“India’s ruling duo live on a different planet from the mass of Indians, so completely divorced are they from the lives of the vast majority who struggle to make ends meet. They love the company of Mukeshbhai and Mehulbhai, love to dress expensively and to strut around like peacocks, waving to cameras. One loves to travel and is obsessed with embracing powerful male heads of state (as long as the cameras are watching). The other obviously eats very well, unlike 85% of Indians, and tells us human rights are irrelevant. This sets the clock of modern society back several centuries, to before the days when the rights of the individual began to matter. They both seriously think they can arrogate the power of life and death over many millions of their fellow citizens by having the right to decide who is and isn’t a citizen, who will and will not be stateless. Basically this is because they see their citizens (*all* citizens) as subjects, not citizens. The detention centres will become embodiments of a religious hierarchy strongly reminiscent of the racial hierarchies of the Nazi state.

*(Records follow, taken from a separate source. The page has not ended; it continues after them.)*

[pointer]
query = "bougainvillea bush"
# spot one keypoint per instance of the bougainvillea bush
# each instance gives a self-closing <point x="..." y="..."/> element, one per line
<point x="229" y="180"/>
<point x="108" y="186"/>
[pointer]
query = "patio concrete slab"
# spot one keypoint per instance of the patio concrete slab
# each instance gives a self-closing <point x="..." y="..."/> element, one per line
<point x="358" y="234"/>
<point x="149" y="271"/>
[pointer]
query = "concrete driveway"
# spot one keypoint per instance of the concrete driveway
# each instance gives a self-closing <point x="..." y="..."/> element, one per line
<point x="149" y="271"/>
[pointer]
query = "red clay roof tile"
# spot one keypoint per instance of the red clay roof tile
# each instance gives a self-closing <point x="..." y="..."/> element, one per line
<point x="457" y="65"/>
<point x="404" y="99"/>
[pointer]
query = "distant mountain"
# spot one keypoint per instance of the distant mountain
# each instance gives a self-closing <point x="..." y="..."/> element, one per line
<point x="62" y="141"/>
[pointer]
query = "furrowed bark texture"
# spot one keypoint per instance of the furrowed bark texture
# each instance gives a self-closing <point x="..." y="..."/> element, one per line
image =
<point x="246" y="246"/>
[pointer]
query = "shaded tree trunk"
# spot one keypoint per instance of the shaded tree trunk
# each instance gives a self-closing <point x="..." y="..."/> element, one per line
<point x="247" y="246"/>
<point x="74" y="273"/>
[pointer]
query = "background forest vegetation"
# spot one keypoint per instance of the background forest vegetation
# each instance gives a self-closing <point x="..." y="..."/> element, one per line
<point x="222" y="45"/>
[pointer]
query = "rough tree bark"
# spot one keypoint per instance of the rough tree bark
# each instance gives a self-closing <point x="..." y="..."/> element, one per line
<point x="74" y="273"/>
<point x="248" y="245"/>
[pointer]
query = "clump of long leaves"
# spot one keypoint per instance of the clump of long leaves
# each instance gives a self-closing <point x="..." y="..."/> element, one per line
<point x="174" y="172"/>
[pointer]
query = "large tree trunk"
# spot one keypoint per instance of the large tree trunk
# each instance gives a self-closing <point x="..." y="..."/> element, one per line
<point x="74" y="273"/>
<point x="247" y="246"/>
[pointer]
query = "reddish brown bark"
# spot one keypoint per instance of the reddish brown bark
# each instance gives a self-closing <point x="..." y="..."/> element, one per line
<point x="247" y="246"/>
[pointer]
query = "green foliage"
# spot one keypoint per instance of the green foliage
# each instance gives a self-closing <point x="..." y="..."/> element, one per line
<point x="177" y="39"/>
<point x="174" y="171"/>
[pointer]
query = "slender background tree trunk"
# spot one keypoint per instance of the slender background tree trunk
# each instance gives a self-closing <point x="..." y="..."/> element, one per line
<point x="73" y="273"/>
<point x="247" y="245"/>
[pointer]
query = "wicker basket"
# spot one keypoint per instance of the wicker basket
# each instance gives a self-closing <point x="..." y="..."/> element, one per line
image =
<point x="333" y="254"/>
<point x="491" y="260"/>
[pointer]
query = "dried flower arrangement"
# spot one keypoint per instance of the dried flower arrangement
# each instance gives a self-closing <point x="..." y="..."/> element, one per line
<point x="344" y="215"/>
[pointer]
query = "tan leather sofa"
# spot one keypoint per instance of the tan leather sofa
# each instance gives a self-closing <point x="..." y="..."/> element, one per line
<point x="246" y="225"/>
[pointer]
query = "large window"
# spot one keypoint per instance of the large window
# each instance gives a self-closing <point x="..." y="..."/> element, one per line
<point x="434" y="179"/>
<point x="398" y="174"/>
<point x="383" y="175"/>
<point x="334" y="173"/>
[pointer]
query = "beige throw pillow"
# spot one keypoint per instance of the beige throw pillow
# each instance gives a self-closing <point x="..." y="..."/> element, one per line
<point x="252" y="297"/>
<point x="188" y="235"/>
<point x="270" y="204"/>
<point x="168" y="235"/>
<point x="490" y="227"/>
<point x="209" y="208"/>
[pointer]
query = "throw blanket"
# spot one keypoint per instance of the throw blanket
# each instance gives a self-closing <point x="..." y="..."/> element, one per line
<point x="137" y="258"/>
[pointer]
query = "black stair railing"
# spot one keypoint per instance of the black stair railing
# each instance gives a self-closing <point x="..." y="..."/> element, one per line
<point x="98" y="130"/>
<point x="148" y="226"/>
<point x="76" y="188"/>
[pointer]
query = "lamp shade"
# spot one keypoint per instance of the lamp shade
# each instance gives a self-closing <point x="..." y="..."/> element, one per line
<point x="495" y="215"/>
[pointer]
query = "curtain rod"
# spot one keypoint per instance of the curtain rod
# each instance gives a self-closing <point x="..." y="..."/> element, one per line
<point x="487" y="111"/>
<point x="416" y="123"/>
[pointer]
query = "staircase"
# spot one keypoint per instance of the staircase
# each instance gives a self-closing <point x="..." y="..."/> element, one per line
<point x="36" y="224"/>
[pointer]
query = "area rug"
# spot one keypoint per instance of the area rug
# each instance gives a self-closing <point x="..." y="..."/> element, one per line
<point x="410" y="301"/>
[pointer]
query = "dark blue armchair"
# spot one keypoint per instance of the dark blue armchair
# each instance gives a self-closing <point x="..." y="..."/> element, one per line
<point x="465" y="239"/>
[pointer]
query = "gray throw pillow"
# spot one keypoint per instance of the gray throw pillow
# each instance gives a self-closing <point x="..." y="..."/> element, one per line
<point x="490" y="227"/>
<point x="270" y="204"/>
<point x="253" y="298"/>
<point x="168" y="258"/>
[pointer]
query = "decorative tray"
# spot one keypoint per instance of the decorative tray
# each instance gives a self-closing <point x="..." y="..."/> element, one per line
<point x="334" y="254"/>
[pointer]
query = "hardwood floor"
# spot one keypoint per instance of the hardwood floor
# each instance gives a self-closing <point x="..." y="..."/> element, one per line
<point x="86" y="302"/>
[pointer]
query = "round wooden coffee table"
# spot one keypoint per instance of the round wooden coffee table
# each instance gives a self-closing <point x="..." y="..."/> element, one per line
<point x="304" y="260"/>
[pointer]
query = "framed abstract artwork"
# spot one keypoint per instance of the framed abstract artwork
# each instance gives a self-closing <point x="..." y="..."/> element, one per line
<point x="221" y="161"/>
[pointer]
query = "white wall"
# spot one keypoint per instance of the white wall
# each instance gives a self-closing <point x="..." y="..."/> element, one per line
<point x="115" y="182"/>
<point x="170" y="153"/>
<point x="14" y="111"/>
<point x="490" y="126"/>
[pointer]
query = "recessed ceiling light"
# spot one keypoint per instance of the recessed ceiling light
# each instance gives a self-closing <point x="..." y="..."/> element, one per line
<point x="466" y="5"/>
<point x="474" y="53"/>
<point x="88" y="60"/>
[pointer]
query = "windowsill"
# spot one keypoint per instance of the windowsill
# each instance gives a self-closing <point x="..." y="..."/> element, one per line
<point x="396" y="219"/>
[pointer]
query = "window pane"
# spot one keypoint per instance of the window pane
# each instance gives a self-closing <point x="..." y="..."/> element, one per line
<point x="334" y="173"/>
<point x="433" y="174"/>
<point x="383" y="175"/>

Shah’s own family migrated to Bombay from a princely state, the town of Mansa, which lay outside the jurisdiction of British India and thus of *India* as it was politically constituted at the time. His family were pure immigrants. Had India’s colonial rulers been half as reactionary as today’s home minister, they may well have seen him as an “illegal” immigrant, except that his great grandfather was a wealthy capitalist and of course the British placed no restrictions on the mobility of either capital or labor.”